Casanova Cat is a 1951 one-reel animated cartoon and is the 55th Tom and Jerry short directed by William Hanna and Joseph Barbera and produced by Fred Quimby.

Plot
Tom heads to Toodles' home to woo her with flowers upon learning that she has recently inherited $1,000,000, dragging Jerry, tied to a bow, with him. Once inside, Tom winds Jerry into a doll and forces him to roll on a ball, impressing Toodles. Tom then blackens Jerry's face with cigar smoke and blowing it. He forces Jerry to tap-dance by lighting up a metal plate. Tom then gives Jerry as a present to Toodles, but asks for a kiss in return. Just as Tom and Toodles are about to kiss, Jerry jams Tom's tail into an automatic ashtray, causing Tom to scream in Toodles' face.

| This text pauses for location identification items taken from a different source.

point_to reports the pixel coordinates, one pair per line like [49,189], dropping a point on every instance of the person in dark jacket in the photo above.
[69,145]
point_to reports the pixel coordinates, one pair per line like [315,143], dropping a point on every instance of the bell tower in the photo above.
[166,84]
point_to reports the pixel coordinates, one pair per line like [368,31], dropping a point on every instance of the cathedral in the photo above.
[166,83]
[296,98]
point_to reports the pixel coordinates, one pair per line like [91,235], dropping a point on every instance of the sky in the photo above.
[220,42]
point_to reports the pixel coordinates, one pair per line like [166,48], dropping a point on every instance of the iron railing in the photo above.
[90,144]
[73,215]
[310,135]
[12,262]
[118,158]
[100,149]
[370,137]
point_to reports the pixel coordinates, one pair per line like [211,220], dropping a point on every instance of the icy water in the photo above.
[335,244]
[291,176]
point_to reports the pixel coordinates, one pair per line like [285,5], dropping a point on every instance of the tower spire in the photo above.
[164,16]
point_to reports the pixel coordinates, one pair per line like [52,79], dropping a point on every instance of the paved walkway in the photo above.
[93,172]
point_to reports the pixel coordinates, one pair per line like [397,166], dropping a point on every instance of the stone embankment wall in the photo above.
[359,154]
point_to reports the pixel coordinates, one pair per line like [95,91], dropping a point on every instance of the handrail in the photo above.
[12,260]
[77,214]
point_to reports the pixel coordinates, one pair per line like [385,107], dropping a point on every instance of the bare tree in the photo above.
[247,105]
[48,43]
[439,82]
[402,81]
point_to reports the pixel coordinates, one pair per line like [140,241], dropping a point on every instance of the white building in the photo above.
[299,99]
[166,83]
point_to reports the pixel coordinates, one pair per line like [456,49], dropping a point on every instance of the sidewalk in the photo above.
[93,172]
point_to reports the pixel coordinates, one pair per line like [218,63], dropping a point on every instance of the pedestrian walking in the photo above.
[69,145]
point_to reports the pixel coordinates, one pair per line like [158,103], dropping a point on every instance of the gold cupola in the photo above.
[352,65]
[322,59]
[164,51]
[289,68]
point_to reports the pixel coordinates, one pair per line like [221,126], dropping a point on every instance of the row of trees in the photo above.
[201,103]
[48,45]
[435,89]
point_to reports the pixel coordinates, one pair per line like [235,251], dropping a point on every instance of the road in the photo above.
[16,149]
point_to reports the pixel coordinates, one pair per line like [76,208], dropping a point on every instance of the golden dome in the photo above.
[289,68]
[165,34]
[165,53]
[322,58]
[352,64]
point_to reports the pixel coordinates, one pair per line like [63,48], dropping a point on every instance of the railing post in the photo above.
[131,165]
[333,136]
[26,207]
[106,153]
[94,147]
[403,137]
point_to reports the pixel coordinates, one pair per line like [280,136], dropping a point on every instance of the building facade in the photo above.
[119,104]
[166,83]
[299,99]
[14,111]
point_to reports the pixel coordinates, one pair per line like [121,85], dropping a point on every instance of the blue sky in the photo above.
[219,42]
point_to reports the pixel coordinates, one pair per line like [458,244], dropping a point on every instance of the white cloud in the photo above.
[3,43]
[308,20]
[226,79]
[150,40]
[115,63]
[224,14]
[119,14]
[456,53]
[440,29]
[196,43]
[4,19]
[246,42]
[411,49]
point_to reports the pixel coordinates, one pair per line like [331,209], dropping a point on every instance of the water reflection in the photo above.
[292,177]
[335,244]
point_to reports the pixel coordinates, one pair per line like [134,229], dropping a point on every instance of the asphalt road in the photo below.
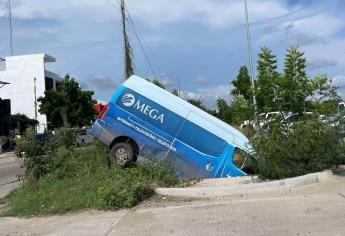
[9,170]
[316,209]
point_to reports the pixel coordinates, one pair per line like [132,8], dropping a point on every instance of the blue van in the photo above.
[143,119]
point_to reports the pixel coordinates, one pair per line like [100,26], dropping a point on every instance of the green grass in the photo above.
[81,179]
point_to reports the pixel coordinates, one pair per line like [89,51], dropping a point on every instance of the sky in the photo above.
[201,43]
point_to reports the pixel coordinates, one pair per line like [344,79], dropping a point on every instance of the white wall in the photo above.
[20,72]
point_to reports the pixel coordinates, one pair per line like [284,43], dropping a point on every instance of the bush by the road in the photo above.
[62,178]
[308,146]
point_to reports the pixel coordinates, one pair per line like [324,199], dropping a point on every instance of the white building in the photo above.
[28,80]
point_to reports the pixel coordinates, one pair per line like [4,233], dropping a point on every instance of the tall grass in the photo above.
[81,178]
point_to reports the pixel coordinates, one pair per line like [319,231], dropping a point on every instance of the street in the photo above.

Jerry escapes to the window ledge and spots Butch singing a couple of lines from "Over the Rainbow" (his singing was provided by Jerry Mann) in a nearby alley and launches the newspaper headline towards Butch. Tom and Butch proceed to fight each other to win Toodles' heart, while Toodles, sitting on the couch, watches them. Butch slaps Tom (because he slapped him with his glove) into a fishbowl, but Tom ties Butch's tail to a pole. Toodles then tosses sweets into Tom's mouth, but Butch drops a bowling ball into Tom. Butch kisses Toodles' arm, but Tom places a mousetrap onto her arm to trap Butch's kissing mouth. Tom then traps Butch between two doors and kisses Toodles' cheek. Butch then grabs Toodles and goes to kiss her, but Tom also turns around to also kiss Toodles, but the two kiss each other instead and Tom turns around and attacks Butch in the face.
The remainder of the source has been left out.